Following on from part 1 on the 21st December 2009, here is the second part of Michael McCaughan’s 2006 article, ‘We’re all on the Titanic.’  Michael McCaughan is the Museum Curator of the Ulster Folk and Transport Museum and author of ‘The Titanic Birth of the Titanic’, published by Blackstaff Press (link below).


  The destruction of Titanic by a spur of ice shattered popular faith in the supremacy of technology and privilege.  Belief in the inexorable progress of society through the appliance of science was shaken to the core.  In retrospect, the sinking of Titanic and the world that she represented symbolised the end of the 19th century and, together with the outbreak of war in 1914, the cold beginning of the 20th century.
  For more than 90 years Titanic, and all that her loss implies, has maintained a powerful hold on the imagination of people virtually across the world.  Potent images of the stricken liner have endured through the decades, while the multiplicity of metaphors resulting from the catastrophe have been equally powerful.
  Cultural processes of absorption, transformation and diffusion began immediately after the sinking and as resonances of Titanic’s disaster, they perhaps have significance for humanity greater than the event itself.

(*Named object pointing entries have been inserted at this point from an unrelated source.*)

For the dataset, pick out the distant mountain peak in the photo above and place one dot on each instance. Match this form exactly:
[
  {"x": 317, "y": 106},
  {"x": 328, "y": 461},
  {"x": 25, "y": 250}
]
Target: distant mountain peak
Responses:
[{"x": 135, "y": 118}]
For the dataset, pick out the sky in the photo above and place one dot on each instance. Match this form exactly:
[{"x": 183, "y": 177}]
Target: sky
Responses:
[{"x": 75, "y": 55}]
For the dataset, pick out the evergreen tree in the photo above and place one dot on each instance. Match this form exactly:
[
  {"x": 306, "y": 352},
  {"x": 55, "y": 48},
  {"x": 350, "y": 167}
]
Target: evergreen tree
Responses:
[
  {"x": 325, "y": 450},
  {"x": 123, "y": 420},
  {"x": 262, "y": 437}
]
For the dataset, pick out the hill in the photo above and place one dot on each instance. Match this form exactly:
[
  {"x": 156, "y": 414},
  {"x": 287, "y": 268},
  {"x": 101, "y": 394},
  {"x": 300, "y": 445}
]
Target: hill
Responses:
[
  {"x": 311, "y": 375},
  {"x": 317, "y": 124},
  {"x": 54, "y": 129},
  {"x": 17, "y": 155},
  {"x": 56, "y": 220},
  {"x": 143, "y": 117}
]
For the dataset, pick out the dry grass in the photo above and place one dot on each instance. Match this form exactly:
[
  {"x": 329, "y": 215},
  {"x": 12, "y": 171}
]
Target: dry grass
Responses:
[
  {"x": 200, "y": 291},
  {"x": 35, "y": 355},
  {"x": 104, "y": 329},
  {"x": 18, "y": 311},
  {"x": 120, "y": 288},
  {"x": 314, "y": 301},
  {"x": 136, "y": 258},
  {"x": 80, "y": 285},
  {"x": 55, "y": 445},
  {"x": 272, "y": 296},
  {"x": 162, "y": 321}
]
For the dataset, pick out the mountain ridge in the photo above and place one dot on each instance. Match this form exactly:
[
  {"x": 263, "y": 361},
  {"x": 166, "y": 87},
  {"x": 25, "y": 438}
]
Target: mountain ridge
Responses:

  Titanic and the mythic proportions of her wreck have become the subject, generator and carrier of all kinds of messages and meanings, from the sublime to the tacky.  they embrace the cultural spectrum, from high culture to low culture and from popular culture to consumer culture.  In short, Titanic goes from art to kitsch.  The Titanic litany includes literature, painting, poetry, music, opera, dance, drama, film songs, verse, religion, cartoons, jokes, fantasy, graffiti, advertising, satire, politics, pornography, propaganda, romantic fiction, science fiction, merchandising and of course exhibitions.  Titanic, or rather titanicism is an international cultural phenomenon which shows no sign of abating.  Despite the magnitude of other horrors over the past century, Titanic has become the dominant symbol of disaster in our collective imagination.  Titanic, both real and imagined, is a key icon of popular culture and one of the great metaphors of our time.